One more push of the oar and he will be mine. Too late! We have lost him. Down he goes. I can see him four feet beneath us, clawing off. No, he is coming up. He rises to the surface. I grasp his tail with both hands, and jerk with all my might. The boat dips, but a backward spring saves it from going over, and his majesty of White Bear Lake, the oldest inhabitant of its silver waters, weighing forty-six pounds,—so venerable that he wears a garden-bed of grass and weeds upon his back—is floundering in the half-filled skiff.
The boatman springs to his feet, stands on the seat with uplifted oar, undecided whether to jump overboard or to fight the monster who is making at his legs with open jaws.
By an adroit movement of an oar I whirl him upon his back, and hold him down while the Norwegian paddles slowly to the beach.
The captive rides in a meal-bag the remainder of the day, hissing now and then, and striving to regain his liberty.

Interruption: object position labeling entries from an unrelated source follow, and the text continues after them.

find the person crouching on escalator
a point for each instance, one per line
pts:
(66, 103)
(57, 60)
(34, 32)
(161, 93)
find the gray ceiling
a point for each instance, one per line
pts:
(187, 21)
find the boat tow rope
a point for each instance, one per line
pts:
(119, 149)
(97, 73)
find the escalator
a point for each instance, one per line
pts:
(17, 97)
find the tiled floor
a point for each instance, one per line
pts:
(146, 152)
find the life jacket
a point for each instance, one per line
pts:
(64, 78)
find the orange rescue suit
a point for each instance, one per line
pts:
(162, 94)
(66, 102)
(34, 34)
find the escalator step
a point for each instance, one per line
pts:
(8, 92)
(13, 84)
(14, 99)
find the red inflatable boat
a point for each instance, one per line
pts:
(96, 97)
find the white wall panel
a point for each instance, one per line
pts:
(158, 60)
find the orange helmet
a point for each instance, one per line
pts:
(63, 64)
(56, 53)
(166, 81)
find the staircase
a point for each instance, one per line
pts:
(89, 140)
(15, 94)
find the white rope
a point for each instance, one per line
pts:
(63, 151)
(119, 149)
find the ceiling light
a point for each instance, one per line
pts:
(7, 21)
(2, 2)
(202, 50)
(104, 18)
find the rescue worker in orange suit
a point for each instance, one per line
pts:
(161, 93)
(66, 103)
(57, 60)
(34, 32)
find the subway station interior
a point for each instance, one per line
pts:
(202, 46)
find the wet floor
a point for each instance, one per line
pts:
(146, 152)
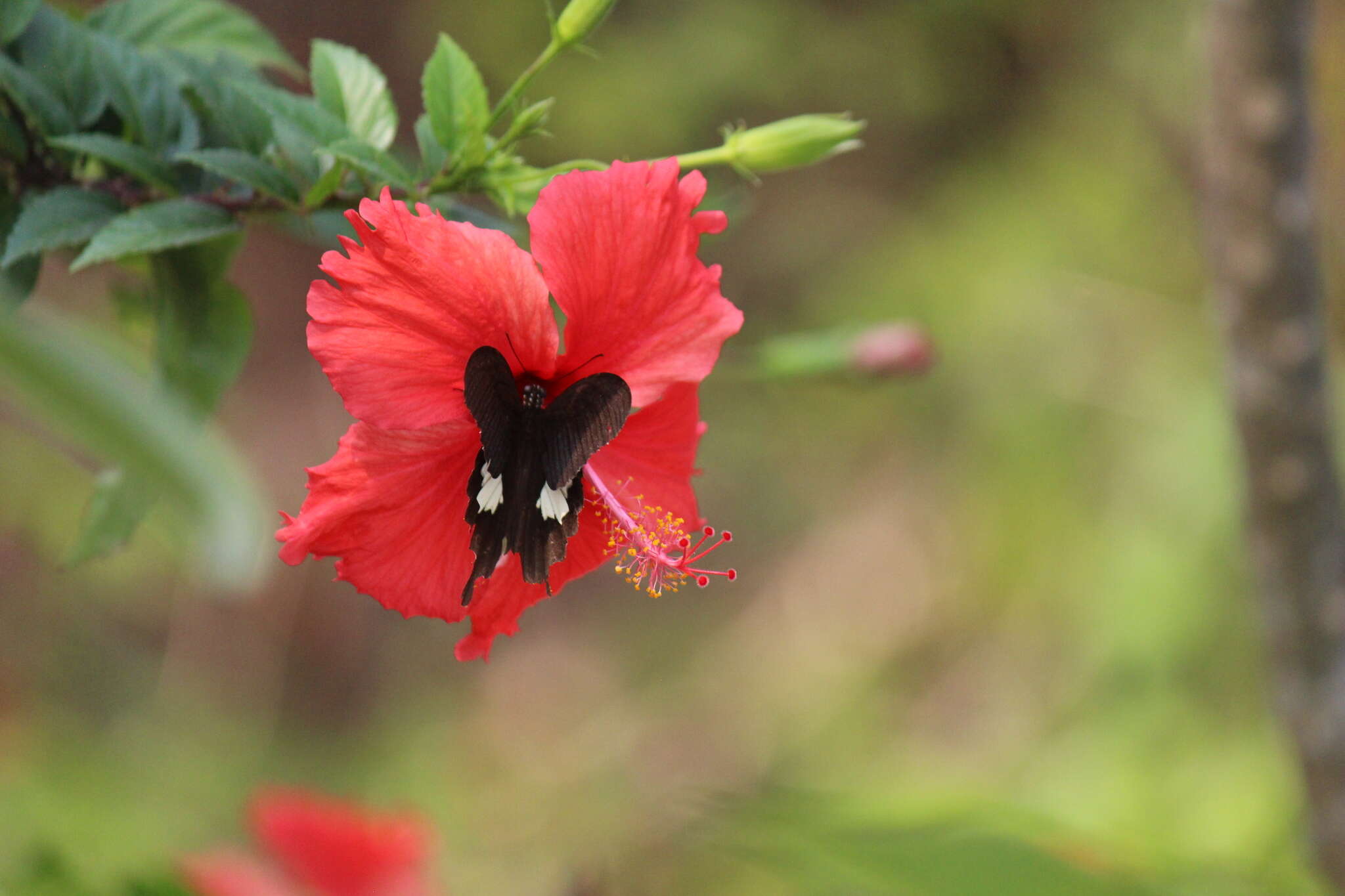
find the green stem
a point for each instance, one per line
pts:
(553, 49)
(717, 156)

Ah! isn't that a delicious supper which we sit down to out upon the prairies on the shores of Lightning Lake,—beyond the borders of civilization! It is not mock turtle, but the genuine article, such as aldermen eat. True, we have tin cups and plates, and other primitive table furniture, but hunger sharpens the appetite, and food is as toothsome as if served on gold-bordered china. Besides turtle-soup we have fresh fish and boiled duck. Who is there that would not like to find such fare inside the borders of civilization?